While the Church allows dating at 16, it discourages serious relationships until you both are older and considering marriage. He feels obligated so often and wants to be a nice guy I don't think he even realizes how he hurts me when he so often chooses work. Two very simple things that require so much effort and understanding. By the way I work full time about 60 hours a week with my company and seem to never miss anything for my kid and can do all his bullshit also. She has opened my eyes to many parts of our national culture that are not in harmony with righteousness. I can be part of a church family whether my spouse goes or not. We attempted to date back when I was in undergrad and he was in med school, and it went nowhere -- mostly because I was young, immature, self-centered and your typical spazzy college kid at that point. Unless you convert she won't marry you, plain and simple.

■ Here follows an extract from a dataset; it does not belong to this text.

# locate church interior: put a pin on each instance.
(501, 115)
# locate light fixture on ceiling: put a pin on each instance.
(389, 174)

She will probably feel persecuted and attacked if you try. If you can love them unconditionally with how they are now, then I say go for it. So I am a female senior pre-med student. After his mission he lost faith on everything for some reasons. Willl he build resentment at the struggle to get him to change whether real or imagined. A lot of shared hobbies, interests, life goals. This could possibly be worked out with some communication; perhaps he just hasn't given it enough thought to realize how shitty it is It's very inconsiderate of him. This can be a good way to learn more about your personalities.
For me and the woman I'm in love with, we CAN discuss it without breaking down into spittle and hate. I am dating a wonderful man, amazing. You can't provide that for her so your marriage will be defective from the outset. My faith, while less orthodox, has certainly matured.